A few hours ago, magnet links for the model files appeared on social media, with the complete model file being approximately 800GB.
If the aforementioned "leaks" are true (and most seem reliable), it will indeed be exciting for many.
Meta will release LlaMA-3.1, which includes not only the 405B but also new 70B and 8B versions. The 405B model outperforms GPT-4o on the vast majority of benchmarks (though it still lags behind GPT-4o in human evaluation). If Meta indeed open-sources this model (open weights only), the landscape of AI models will change significantly.
The LlaMA-3.1 70B and 8B models have also made significant progress compared to LlaMA-3, especially in mathematics and code generation. Since the 405B model is quite large and has very high hardware requirements, the 70B and 8B models with improved performance will likely see more use cases.
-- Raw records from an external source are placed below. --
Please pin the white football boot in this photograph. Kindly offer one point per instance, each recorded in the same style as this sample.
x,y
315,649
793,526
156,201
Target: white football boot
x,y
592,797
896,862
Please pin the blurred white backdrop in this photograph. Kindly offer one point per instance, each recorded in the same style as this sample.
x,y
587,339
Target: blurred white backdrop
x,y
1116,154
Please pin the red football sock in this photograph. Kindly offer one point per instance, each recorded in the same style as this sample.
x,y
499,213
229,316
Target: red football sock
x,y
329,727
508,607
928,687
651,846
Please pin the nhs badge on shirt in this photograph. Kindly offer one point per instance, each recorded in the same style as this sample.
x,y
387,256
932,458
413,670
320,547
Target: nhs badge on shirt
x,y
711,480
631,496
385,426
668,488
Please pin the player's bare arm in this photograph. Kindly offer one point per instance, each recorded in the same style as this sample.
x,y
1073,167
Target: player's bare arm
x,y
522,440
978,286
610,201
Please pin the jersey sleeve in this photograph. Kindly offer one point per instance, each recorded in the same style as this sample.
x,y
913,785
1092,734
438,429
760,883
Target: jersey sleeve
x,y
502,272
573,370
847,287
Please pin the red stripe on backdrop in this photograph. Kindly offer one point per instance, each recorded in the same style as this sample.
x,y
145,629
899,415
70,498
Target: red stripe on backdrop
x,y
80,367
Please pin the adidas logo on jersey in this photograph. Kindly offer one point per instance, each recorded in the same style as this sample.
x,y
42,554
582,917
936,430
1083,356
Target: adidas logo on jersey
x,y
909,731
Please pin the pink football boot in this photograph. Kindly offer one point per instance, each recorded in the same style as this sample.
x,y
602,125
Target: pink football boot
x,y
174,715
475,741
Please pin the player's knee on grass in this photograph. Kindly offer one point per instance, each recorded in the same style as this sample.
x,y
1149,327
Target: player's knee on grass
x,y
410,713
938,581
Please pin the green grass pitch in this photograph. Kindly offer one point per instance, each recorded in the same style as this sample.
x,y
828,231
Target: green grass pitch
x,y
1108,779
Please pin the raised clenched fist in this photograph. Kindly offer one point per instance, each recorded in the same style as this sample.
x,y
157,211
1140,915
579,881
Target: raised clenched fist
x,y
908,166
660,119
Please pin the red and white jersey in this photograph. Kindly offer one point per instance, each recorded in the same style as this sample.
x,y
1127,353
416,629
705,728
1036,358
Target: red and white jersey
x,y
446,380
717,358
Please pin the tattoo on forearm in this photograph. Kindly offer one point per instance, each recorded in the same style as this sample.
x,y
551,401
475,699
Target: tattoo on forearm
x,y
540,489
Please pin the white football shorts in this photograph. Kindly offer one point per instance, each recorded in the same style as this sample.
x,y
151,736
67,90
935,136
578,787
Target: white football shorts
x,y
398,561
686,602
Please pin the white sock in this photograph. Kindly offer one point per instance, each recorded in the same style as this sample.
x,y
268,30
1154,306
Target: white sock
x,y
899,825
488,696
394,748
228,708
While I haven't had time to verify the authenticity of the files in the magnet link, the total file size of about 800GB seems consistent. Corresponding INT8 or FP8 weight files would be over 300GB. The INT4 version might be able to run directly on an Apple Mac Studio (M2 Ultra with 192GB RAM), with an initial estimated inference speed of 2-5 tokens/s. As someone noted in a previous article's comments: it's just barely runnable.
However, for the majority of developers who do not have four or even eight H100/A100 GPUs, a top-spec Mac Studio (max CPU, 192GB RAM, any SSD size) costs around 40,000-50,000 RMB. From this perspective, it offers exceptional cost-performance.
Of course, better inference requires cluster setups. I've previously written two articles on this: one about using llama.cpp's RPC method to form a cluster via Thunderbolt interfaces (three M1 Mac Minis equal one 22B model), and another on why I'm more optimistic about heterogeneous computing. With such a large model, there's plenty of room for architectural experimentation and optimization. It will be fun; I expect to spend the entire next week "soaked" in this.
Meta mentioned during the LlaMA-3 launch that the 405B would be a multimodal model, but current leaked model cards suggest this release is still text-only, with added multilingual support. If, as expected, a full multimodal model is released this fall with open weights, that would truly be a "major event."
The pressure is now on OpenAI. Rumors about OpenAI releasing a new model are becoming more frequent and credible. Although more people are growing tired of OpenAI's "cunning" tactics (stealing other companies' thunder) and the long wait between announcement and user rollout, this high-intensity competition is always good for developers and for the practical implementation of AI.
I don't want to say much more about the judgment that model applications will inevitably accelerate. Production deployment and stock investment considerations have increasingly become two different dimensions.